A typical single-handed German GP may see 50 to 100 patients per day. There are no specialised practice managers, and the practice assistant must complete all administrative and medical tasks per patient within 3 – 15 minutes. In the year of our study, legislative changes increased the practice workload by bringing in new documentation requirements and billing system changes. Germany has the shortest consultation times of several European countries . While practice assistants considered the effort to simply explain the study aims, and the purpose and handling of the QL-recorder acceptable, additional activities – including obtaining formal informed consent – required more time than some practice assistants could afford during busy practice hours. The effort to carry out a HRQoL assessment may be judged positive with the expected benefit in mind, but still be prohibitive given the time pressures of practice reality.
Consistent with this, participating GPs pointed at two primary hindrances: The lack of time to inform patients and to discuss HRQoL data in a busy general practice, and the paucity of resources to alleviate HRQoL deficits. Though the electronic tool reduces workload compared to a paper-pencil measurement, HRQoL assessment still remains an additional task. Time constraints limit the effectiveness of HRQoL assessment if physicians have no capacity to act and appropriately use the information obtained [14, 32]. One practice however was able to perform a high number of electronic HRQoL assessments. This practice cared for the population of a larger island, and was run by a GP and practice team with special organisational skills, dedication and proven research interest .
Strengths and limitations
Our study tried to bring quite advanced tools (HRQoL measurement and up-to-date computer appliances) into multiple, real-life, general practices. Technical function and easy usability demonstrated under these conditions may be considered robust findings, and the transition from a laboratory setting into practice, or from a university clinic into a GP's office, has already taken place. Future clinical trials (e.g. regarding the impact of HRQoL measurement on patient management) can be planned based on the pilot reported here. While it was not the main focus of this study, results of the electronic HRQoL assessment could be further analysed as indicated below.

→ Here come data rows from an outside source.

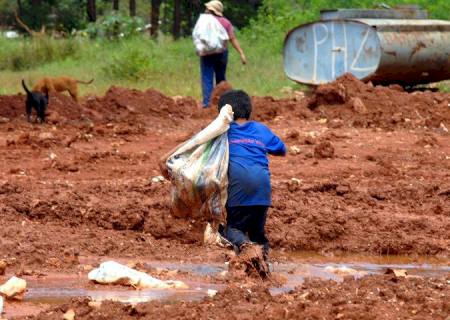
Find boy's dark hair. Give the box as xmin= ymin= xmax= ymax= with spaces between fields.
xmin=218 ymin=90 xmax=252 ymax=120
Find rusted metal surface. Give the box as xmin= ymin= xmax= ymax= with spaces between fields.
xmin=284 ymin=8 xmax=450 ymax=85
xmin=320 ymin=6 xmax=428 ymax=20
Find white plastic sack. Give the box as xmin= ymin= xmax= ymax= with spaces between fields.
xmin=192 ymin=13 xmax=229 ymax=56
xmin=88 ymin=261 xmax=188 ymax=289
xmin=0 ymin=277 xmax=27 ymax=300
xmin=166 ymin=105 xmax=233 ymax=221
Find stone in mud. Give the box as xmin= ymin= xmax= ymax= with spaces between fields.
xmin=314 ymin=141 xmax=334 ymax=159
xmin=350 ymin=97 xmax=367 ymax=114
xmin=0 ymin=260 xmax=6 ymax=276
xmin=0 ymin=277 xmax=27 ymax=300
xmin=229 ymin=244 xmax=270 ymax=279
xmin=63 ymin=309 xmax=75 ymax=320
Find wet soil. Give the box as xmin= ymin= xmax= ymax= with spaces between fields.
xmin=0 ymin=75 xmax=450 ymax=318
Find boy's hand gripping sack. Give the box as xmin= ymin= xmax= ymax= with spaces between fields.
xmin=166 ymin=105 xmax=233 ymax=221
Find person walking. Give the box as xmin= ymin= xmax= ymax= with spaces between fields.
xmin=193 ymin=0 xmax=247 ymax=108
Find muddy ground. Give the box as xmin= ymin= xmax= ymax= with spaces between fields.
xmin=0 ymin=76 xmax=450 ymax=319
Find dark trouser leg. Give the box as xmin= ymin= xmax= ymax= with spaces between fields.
xmin=214 ymin=50 xmax=228 ymax=85
xmin=200 ymin=55 xmax=215 ymax=108
xmin=226 ymin=207 xmax=251 ymax=249
xmin=248 ymin=206 xmax=269 ymax=255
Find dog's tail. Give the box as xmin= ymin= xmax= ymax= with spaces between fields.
xmin=77 ymin=78 xmax=94 ymax=84
xmin=22 ymin=79 xmax=31 ymax=95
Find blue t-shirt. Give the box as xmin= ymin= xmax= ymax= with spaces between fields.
xmin=227 ymin=121 xmax=286 ymax=207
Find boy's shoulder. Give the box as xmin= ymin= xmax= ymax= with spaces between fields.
xmin=249 ymin=120 xmax=271 ymax=131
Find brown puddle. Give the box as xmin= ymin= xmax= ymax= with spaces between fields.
xmin=4 ymin=253 xmax=450 ymax=317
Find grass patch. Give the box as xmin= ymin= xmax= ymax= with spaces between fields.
xmin=0 ymin=35 xmax=298 ymax=99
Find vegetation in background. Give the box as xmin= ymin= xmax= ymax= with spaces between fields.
xmin=0 ymin=0 xmax=450 ymax=98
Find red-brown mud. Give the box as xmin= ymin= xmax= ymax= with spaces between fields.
xmin=0 ymin=76 xmax=450 ymax=318
xmin=28 ymin=275 xmax=450 ymax=320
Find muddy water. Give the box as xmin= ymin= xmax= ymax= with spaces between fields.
xmin=1 ymin=254 xmax=450 ymax=316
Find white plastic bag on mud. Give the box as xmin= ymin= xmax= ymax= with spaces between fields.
xmin=88 ymin=261 xmax=188 ymax=289
xmin=0 ymin=276 xmax=27 ymax=300
xmin=166 ymin=105 xmax=233 ymax=221
xmin=192 ymin=13 xmax=229 ymax=56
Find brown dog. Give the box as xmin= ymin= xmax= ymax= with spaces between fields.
xmin=33 ymin=76 xmax=94 ymax=101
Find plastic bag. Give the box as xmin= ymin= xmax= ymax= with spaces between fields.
xmin=88 ymin=261 xmax=188 ymax=289
xmin=0 ymin=277 xmax=27 ymax=300
xmin=192 ymin=13 xmax=229 ymax=56
xmin=166 ymin=105 xmax=233 ymax=221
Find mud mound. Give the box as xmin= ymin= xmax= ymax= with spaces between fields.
xmin=85 ymin=86 xmax=197 ymax=121
xmin=0 ymin=95 xmax=25 ymax=119
xmin=0 ymin=93 xmax=83 ymax=123
xmin=306 ymin=74 xmax=450 ymax=128
xmin=252 ymin=97 xmax=317 ymax=122
xmin=0 ymin=87 xmax=198 ymax=124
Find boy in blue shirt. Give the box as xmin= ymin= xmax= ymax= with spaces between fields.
xmin=218 ymin=90 xmax=286 ymax=259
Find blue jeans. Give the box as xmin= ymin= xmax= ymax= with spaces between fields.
xmin=225 ymin=206 xmax=269 ymax=254
xmin=200 ymin=50 xmax=228 ymax=108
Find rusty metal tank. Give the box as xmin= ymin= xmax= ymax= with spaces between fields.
xmin=283 ymin=8 xmax=450 ymax=85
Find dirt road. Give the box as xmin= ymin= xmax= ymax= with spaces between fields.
xmin=0 ymin=76 xmax=450 ymax=319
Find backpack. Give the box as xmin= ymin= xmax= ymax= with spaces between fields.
xmin=192 ymin=13 xmax=229 ymax=56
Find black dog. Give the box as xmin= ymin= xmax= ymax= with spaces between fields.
xmin=22 ymin=80 xmax=48 ymax=123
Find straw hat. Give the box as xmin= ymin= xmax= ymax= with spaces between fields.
xmin=205 ymin=0 xmax=223 ymax=17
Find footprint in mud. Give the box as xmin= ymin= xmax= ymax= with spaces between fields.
xmin=229 ymin=245 xmax=270 ymax=279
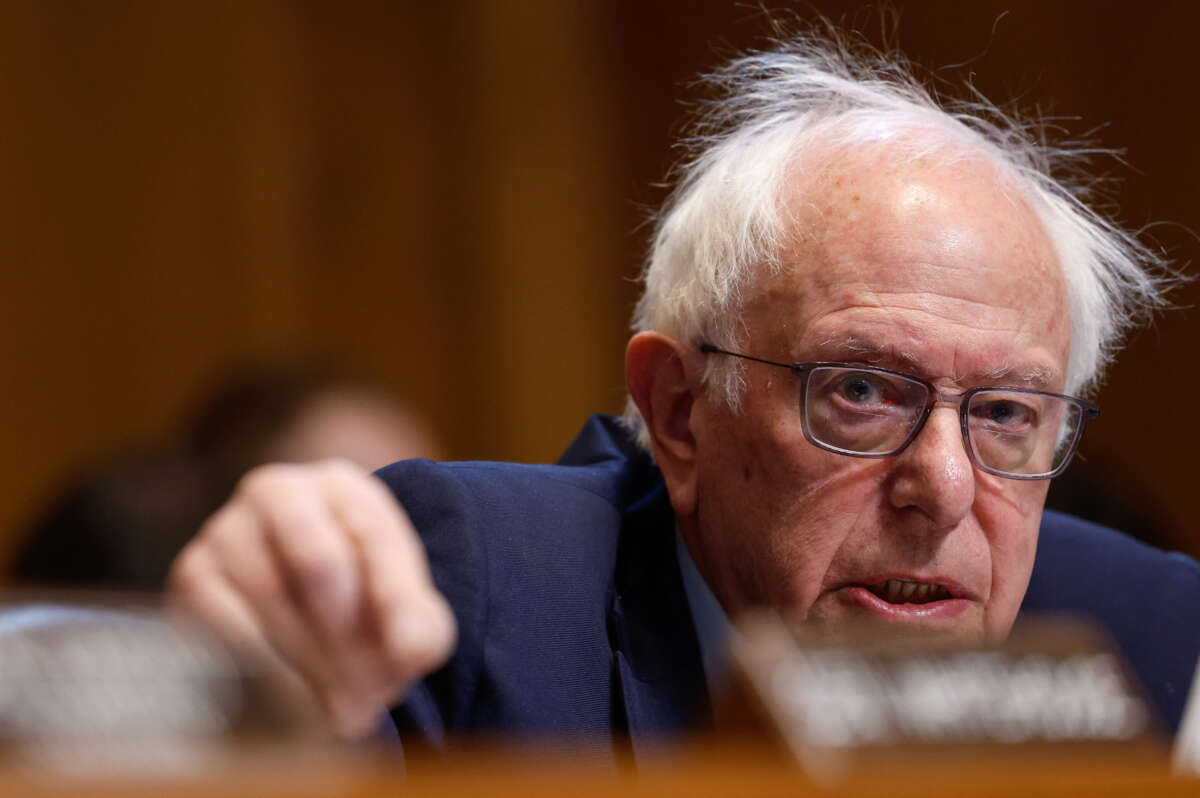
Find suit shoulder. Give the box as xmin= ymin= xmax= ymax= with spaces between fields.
xmin=1031 ymin=511 xmax=1200 ymax=597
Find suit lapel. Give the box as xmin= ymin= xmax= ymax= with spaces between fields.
xmin=608 ymin=481 xmax=712 ymax=757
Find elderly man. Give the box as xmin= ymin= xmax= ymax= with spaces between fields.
xmin=173 ymin=29 xmax=1200 ymax=744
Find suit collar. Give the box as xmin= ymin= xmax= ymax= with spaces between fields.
xmin=558 ymin=415 xmax=712 ymax=755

The "unprotected" setting of our study meant that our intervention competed with the time required by practice assistants and physicians to carry out established (and essential) procedures. In most practices, our instrument was used less than we had expected. While participants did express their appreciation of HRQoL results in the interviews, we could not examine the consequences of HRQoL measurements, and we have no data regarding objective improvements of care or patients' well-being resulting from the integration of HRQoL assessments into general practices. Due to the methodological approach of a pilot study, including a limited sample size, objective benefits of routine HRQoL assessment, as well as generalisability of the participants' statements, need to be confirmed within a larger controlled study. Ideally information regarding the proportion, motives and characteristics of non-participants should also be systematically collected within these controlled trials.